Tutorial 3: Modules
The nn module provides neural network layers, activations, and the Module
trait that unifies them all. Modules compose naturally — a model is a Module
that contains other Modules.
This tutorial builds on Tutorial 2: Automatic Differentiation.
The Module Trait
Every layer in floDl implements this trait:
pub trait Module {
fn forward(&self, input: &Variable) -> Result<Variable>;
fn parameters(&self) -> Vec<Parameter> { vec![] }
fn name(&self) -> &str { "module" }
fn sub_modules(&self) -> Vec<Rc<dyn Module>> { vec![] }
fn move_to_device(&self, _device: Device) {}
fn set_training(&self, _training: bool) {}
fn as_named_input(&self) -> Option<&dyn NamedInputModule> { None }
}
forward takes an input variable and returns an output variable. parameters
returns all learnable weights. Modules with no learnable parameters (like
activations) return an empty vec.
Linear
Fully connected layer: y = x @ W^T + b.
let linear = Linear::new(784, 128)?;
Weights are Kaiming-initialized (suitable for ReLU). Input shape:
[batch, in_features]. Output shape: [batch, out_features].
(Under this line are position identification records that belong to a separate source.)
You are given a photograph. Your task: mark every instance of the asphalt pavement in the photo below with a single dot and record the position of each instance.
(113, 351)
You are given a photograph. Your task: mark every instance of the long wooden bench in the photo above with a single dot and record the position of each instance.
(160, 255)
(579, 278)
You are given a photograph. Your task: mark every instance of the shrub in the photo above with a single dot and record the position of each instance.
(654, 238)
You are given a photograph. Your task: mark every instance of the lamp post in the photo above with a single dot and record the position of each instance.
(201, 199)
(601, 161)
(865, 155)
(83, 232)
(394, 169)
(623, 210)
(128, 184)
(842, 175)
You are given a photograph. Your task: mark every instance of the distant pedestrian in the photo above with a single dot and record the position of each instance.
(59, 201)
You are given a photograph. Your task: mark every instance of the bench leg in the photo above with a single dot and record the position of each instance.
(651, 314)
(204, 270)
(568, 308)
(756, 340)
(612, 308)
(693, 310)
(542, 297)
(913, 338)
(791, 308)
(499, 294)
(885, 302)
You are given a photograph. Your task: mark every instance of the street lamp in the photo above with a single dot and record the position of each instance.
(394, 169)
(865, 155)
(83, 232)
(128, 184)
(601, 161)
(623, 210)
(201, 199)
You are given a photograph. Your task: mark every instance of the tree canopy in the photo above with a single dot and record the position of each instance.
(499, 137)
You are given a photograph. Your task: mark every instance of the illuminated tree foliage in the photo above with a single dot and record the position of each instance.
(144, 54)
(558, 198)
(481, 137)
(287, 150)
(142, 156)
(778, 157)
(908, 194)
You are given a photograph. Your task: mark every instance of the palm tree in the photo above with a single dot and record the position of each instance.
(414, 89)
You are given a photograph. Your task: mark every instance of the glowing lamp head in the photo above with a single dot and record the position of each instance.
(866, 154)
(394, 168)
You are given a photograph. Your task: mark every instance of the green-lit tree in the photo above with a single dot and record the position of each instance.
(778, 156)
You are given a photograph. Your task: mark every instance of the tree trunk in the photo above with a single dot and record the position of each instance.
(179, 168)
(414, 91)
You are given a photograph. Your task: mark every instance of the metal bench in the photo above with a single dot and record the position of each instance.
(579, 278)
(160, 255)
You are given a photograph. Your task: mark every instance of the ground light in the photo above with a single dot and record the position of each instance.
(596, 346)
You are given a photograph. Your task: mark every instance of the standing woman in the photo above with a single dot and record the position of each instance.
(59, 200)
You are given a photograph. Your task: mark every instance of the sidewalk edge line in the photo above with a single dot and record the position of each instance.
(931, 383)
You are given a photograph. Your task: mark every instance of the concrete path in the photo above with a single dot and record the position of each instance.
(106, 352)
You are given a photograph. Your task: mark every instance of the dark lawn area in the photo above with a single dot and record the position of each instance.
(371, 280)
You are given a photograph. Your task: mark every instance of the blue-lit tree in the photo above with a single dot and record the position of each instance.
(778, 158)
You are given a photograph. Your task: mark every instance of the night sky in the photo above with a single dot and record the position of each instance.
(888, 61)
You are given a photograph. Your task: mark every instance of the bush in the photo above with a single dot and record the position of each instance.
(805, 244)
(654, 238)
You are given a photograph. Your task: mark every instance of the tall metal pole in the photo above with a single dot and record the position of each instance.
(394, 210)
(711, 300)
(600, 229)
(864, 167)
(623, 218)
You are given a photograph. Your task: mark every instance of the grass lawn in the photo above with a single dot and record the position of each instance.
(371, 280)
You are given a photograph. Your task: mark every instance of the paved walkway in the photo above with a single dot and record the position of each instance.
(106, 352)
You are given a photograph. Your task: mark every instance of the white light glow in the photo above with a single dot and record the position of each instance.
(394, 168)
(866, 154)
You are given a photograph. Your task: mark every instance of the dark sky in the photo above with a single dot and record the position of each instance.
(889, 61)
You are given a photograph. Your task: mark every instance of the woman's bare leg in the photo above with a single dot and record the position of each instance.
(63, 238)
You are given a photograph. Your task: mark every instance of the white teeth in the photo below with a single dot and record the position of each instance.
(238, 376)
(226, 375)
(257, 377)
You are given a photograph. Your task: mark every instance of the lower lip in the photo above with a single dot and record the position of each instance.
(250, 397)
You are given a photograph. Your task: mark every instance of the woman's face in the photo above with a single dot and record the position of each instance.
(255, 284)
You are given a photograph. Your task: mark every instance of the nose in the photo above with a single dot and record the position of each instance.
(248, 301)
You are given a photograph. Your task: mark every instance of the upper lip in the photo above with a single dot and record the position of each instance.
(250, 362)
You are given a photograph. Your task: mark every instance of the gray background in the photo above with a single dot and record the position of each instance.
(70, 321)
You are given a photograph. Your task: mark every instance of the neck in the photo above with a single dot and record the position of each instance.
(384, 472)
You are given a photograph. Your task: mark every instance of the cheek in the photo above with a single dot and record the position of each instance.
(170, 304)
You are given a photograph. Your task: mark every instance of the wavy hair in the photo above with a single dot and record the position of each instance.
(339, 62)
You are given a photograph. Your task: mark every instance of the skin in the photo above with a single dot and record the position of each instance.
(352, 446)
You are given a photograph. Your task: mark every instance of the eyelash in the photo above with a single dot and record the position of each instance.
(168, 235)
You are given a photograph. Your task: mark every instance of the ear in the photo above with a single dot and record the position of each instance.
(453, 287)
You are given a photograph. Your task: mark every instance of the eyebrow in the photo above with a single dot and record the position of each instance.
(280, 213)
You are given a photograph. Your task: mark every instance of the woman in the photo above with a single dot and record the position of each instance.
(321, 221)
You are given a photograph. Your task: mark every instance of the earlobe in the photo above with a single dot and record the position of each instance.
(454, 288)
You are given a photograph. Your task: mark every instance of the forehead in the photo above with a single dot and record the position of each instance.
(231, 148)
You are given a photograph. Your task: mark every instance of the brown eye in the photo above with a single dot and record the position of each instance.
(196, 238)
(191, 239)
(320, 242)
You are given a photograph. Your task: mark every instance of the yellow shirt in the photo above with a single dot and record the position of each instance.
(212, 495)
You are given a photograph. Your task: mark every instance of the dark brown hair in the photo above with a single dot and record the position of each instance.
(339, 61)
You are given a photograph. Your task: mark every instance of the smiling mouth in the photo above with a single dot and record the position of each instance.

let output = linear.forward(&input)?; // [batch, 784] -> [batch, 128]
Builder options
// Without bias
let linear = Linear::no_bias(784, 128)?;
// On a specific device
let linear = Linear::on_device(784, 128, Device::CUDA(0))?;
Convolutions
Conv1d
1D convolution over [N, C, L] inputs. Same builder pattern as Conv2d.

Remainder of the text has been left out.